A necessidade de se ajustar o fluxo de pagamentos acontece porque a agência determina que o valor apurado da sobrecontratação será reembolsado em 12 parcelas, e somente após a homologação no processo tarifário.
A distribuidora, contudo, não dispõe desse tempo: “Mesmo que haja o reconhecimento econômico do valor, o efeito financeiro é muito grande, […] tem de haver uma concatenação da periodicidade desses pagamentos, de modo a mitigar os efeitos financeiros da sobrecontratação”, diz. “São essas correções que contamos com a sensibilidade do regulador para avançar”, pontuou.
Ajuda importante
A Amazonas Energia foi privatizada em 2017, como parte do grupo de distribuidoras do Norte e Nordeste que estavam sob designação da Eletrobras. Foi arrematada pelo grupo Oliveira Energia. A sobrecontratação involuntária da empresa veio como uma “herança maldita”, classificou o executivo, por conta da desverticalização da Amazonas GT, ocorrida um ano após a privatização.
Esse contexto sensibilizou o MME (Ministério de Minas e Energia) a contribuir para a resolução do imbróglio. “A secretária Marisete [do MME] foi fundamental para a aprovação daquele dispositivo da Lei 14.146, que reconheceu o que chamamos de sobrecontratação estrutural da Amazonas Energia. É diferente da sobrecontratação conjuntural das outras distribuidoras”, apontou.
“Foi uma situação decorrente de um arranjo necessário para a desverticalização da Amazonas GT e a alienação da própria distribuidora. Isso tudo gerou consequências, de realocação e preservação de contatos, e o ônus ficou com a distribuidora. É uma herança maldita, que persiste no tempo e gera um ônus insuportável”, ressaltou.
Segundo Marchi, as conversas iniciais para um acordo não foram fáceis: “Começou tumultuado, desordenado, até por conta da complexidade e dificuldade do tema. Mas essa nova gestão da Amazonas Energia, o novo corpo diretivo, imprimiu outra dinâmica”.

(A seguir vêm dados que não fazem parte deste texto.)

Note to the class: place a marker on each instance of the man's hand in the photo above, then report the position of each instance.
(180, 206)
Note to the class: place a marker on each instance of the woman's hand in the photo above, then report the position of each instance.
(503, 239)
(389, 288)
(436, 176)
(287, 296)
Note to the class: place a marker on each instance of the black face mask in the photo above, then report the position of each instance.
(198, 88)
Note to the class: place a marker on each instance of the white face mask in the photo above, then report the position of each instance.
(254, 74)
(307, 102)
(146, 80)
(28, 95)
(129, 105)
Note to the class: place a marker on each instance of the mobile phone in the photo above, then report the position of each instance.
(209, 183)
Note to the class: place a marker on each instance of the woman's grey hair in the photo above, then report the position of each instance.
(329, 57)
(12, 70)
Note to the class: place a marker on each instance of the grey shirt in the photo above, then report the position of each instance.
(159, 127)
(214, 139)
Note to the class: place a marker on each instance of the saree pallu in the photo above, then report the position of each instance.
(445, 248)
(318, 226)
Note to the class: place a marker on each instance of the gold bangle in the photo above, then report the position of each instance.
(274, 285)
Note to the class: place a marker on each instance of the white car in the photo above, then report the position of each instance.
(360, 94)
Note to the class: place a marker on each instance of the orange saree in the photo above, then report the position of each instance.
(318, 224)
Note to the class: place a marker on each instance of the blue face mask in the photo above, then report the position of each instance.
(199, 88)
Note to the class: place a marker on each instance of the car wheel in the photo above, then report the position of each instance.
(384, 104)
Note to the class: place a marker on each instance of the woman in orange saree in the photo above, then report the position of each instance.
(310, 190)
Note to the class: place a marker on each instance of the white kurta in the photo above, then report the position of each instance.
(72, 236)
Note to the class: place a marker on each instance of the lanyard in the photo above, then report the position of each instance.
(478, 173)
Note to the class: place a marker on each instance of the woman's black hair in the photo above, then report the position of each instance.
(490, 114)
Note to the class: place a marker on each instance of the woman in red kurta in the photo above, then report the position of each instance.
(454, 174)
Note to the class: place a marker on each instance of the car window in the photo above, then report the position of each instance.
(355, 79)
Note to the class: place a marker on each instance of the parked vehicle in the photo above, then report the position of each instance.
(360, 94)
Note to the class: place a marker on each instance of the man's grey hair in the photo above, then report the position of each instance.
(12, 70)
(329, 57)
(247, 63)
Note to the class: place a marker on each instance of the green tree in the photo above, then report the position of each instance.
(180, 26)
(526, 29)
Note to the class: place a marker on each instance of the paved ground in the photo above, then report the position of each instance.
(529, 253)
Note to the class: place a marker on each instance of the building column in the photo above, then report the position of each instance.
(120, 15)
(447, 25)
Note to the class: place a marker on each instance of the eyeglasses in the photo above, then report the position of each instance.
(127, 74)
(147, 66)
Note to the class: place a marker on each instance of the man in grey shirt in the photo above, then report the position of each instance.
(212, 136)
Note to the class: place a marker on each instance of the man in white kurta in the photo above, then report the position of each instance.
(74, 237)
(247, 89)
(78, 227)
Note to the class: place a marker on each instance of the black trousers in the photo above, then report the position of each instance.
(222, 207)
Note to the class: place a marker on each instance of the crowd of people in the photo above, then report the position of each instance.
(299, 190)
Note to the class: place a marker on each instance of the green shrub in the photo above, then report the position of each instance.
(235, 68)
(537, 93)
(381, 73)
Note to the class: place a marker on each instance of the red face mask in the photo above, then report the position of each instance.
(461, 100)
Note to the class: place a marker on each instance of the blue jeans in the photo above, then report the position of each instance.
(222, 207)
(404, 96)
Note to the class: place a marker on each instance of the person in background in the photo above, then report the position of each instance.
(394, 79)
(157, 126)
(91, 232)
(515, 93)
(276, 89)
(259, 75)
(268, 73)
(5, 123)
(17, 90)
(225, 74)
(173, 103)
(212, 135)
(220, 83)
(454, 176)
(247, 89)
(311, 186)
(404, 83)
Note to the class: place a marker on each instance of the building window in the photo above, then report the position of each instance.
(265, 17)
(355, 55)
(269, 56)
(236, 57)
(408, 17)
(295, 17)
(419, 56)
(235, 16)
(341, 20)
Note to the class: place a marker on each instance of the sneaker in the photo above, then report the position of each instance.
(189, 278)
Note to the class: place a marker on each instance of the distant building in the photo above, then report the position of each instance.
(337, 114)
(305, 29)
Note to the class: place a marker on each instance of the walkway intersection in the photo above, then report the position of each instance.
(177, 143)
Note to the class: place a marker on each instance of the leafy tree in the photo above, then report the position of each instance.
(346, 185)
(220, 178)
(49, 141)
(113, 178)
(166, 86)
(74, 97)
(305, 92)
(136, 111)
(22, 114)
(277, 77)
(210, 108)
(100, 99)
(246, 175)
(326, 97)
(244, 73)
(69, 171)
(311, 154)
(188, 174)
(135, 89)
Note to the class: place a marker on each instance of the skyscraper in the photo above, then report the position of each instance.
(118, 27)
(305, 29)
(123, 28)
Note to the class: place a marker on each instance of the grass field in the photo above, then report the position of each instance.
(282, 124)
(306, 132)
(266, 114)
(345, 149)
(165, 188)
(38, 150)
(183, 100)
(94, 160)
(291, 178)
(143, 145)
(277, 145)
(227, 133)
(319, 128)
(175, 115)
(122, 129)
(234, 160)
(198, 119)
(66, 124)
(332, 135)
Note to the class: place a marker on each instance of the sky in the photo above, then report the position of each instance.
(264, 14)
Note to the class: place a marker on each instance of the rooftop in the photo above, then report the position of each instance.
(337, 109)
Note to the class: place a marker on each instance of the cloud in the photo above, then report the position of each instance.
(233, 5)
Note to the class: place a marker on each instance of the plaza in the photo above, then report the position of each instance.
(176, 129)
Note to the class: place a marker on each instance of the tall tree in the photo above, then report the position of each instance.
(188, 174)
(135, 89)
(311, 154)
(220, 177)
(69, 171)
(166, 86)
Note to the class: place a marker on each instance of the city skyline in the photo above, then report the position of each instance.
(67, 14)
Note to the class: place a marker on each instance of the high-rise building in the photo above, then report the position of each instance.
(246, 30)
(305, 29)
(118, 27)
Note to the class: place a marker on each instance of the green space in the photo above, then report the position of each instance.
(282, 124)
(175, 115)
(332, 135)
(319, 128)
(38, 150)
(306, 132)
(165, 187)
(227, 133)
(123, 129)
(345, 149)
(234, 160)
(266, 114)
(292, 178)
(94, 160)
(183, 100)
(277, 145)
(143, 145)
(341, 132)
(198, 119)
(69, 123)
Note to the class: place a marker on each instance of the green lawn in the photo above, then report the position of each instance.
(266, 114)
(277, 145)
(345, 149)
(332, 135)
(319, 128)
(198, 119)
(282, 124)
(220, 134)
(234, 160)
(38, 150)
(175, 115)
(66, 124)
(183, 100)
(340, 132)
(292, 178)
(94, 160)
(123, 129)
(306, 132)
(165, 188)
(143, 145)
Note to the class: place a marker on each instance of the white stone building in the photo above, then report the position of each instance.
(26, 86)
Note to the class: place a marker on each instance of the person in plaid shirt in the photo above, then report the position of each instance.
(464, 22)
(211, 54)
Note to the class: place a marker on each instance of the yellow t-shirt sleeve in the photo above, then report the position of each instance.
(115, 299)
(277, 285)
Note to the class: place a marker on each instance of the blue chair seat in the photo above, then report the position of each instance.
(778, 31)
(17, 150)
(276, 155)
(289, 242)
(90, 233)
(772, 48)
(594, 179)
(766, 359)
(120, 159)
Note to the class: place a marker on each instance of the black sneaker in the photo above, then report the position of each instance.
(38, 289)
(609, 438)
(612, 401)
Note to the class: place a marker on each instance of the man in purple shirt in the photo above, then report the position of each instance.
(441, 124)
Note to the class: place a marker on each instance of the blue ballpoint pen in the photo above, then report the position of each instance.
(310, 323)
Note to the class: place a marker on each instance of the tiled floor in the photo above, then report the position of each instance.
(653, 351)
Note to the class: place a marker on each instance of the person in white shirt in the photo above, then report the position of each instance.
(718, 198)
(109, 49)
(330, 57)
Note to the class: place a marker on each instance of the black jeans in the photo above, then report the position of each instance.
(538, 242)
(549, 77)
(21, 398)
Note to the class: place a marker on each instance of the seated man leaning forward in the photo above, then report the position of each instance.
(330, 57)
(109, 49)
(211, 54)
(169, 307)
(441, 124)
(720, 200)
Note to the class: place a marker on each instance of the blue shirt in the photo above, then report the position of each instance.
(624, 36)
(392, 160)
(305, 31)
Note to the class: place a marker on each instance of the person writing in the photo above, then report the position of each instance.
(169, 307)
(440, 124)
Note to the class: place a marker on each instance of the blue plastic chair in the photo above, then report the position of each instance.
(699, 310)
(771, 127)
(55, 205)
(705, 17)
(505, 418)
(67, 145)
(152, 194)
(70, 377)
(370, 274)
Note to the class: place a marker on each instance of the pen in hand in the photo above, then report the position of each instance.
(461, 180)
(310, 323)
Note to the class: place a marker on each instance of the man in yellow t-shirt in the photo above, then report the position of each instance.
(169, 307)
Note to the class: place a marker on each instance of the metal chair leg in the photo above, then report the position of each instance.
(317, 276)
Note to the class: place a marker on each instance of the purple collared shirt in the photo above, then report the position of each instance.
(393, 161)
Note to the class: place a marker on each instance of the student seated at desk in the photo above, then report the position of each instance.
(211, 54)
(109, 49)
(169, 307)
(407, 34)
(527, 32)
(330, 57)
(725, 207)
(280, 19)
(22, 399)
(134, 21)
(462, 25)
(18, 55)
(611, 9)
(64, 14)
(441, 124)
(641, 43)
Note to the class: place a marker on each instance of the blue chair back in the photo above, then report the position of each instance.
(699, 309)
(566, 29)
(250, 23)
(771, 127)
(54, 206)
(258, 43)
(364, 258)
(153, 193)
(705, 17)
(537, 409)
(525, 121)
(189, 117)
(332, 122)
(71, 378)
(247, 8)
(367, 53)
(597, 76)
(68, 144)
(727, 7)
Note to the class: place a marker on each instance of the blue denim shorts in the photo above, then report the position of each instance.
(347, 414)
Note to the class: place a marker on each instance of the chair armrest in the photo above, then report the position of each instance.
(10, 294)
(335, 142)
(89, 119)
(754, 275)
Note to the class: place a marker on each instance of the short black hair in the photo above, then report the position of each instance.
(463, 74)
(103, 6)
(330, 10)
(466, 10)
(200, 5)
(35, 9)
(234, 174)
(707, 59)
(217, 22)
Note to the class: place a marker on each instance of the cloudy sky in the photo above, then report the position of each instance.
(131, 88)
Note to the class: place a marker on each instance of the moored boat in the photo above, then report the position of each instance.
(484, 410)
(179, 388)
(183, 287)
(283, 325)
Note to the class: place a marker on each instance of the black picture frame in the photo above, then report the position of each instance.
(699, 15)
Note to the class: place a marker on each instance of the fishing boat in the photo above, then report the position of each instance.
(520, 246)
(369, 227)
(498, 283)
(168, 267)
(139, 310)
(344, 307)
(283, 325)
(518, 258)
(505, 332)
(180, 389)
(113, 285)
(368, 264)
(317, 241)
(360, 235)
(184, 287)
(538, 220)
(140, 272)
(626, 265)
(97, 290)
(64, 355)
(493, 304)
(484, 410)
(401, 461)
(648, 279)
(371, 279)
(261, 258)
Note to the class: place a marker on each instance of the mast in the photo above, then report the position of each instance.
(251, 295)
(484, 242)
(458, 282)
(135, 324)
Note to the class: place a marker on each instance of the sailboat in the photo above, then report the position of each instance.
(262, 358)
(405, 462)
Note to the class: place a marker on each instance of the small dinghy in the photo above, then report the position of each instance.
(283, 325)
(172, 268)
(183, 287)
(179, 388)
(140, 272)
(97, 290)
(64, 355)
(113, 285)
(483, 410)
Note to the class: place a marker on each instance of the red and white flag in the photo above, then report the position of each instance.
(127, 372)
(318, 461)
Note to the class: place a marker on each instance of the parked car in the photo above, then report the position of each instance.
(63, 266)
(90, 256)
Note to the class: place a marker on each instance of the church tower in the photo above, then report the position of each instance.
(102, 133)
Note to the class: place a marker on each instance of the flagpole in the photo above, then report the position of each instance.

“É uma arquitetura bastante interessante [no âmbito do acordo], que vai permitir eficiência para esse processo. Lembrando que temos que respeitar contratos. […] Se você matar a distribuidora, ela morre, mas vai deixar muita gente a ver navios também”, acrescentou.
Outras medidas
Além da emenda aprovada ao longo da tramitação da MP do Amapá, a Amazonas Energia contou também com a MP (Medida Provisória) 998, transformada na Lei 14.120/2021, para reforçar o objetivo de reestruturar a companhia.
A lei traz um dispositivo que dá mais cinco anos para que algumas distribuidoras do Norte recém-privatizadas – entre elas a Amazonas Energia – atinjam os parâmetros de eficiência econômica e financeira estabelecidos para a concessão, algo que seria “impossível” de realizar sem a ajuda da nova legislação, segundo Marchi.